Aber jedes Mal hörte ich nur lautes Gerede in meinem Kopf pochen und konnte fühlen, wie mein Körper mit wenig Feingefühl über den Boden gezogen wurde.
Schmerzen fühlte ich nicht, doch mein Körper fühlte sich an als wäre er bis auf die Knochen mit Beton behangen. Keine Chance mich auch nur zu bewegen.
Über mir sah ich den Kopf eines Mannes hin und her wippen, der wohl die Arschkarte gezogen hatte, mich tragen zu müssen. Sehr gut machte er seine Arbeit aber nicht.
Als er merkte dass ich wach war senkte er den Kopf und grinste. Ich konnte den verschwommenen Schleier vor meinen Augen nicht los werden, aber etwas konnte ich genau erkennen. Er war ein Mensch.

Dass ich wieder ohnmächtig geworden war, daran konnte ich mich nicht erinnern. Aber als ich wieder zu mir kam lag ich auf etwas kaltem und sehr hartem.
Zusammengekauert lag ich da und blinzelte mir die Erde aus den Augen. Ich atmete einige male leise aus und versuchte als erstes, meine Kräfte auszusenden um zu ertasten, wie mein Umfeld aufgebaut war.
Doch es funktionierte nicht.
Meine Kräfte hatten den Geist aufgegeben, so etwas war mir noch nie passiert.
Ich rappelte mich auf und unterdrückte ein Stöhnen, als meine aufgeschürften Hände mein Körpergewicht stützen mussten.
Dann wischte ich mir die Haare aus dem Gesicht und wollte aufstehen.
Mein Kopf knallte an etwas hartes.
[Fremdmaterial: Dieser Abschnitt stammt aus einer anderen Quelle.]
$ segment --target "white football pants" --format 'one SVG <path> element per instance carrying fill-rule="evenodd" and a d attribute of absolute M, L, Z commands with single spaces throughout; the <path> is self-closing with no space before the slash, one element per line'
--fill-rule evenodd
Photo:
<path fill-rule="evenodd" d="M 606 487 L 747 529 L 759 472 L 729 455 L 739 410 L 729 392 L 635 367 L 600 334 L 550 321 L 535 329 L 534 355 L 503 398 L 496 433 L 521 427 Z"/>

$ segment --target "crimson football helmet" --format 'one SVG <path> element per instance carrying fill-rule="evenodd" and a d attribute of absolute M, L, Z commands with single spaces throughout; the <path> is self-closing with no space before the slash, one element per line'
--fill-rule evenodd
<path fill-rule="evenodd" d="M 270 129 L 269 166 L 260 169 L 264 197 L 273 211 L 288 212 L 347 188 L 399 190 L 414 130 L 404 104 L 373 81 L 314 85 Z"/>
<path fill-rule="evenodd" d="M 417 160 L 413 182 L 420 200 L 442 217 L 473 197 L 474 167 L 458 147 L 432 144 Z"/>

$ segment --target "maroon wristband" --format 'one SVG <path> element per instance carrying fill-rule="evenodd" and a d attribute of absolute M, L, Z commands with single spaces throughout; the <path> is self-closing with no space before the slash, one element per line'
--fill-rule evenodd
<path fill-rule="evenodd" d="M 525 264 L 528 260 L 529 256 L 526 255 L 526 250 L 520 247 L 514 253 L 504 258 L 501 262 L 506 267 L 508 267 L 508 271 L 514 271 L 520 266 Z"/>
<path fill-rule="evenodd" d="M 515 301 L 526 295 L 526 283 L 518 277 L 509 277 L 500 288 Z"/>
Leise fluchend liess ich mich zurück auf die Knie sinken und liess mir noch etwas Zeit, um richtig zu mir zu kommen.
Dann hob ich den Kopf.
Wir befanden uns noch im Wald, zwischen einigen Bäumen, die eine kleine Lichtung bildeten, die jedoch von einem dichten Blätterdach verdeckt wurde. Trotzdem wusste ich dass es Nacht war, denn einige Meter vor mir brannte ein Lagerfeuer und warf tanzende Schatten auf die umstehenden Bäume, die ihren sonstigen magischen Glanz verloren zu haben schienen.
Einige Gestalten wuselten geschäftig um das Feuer herum, doch mehr als ihre Silhouetten konnte ich nicht ausmachen.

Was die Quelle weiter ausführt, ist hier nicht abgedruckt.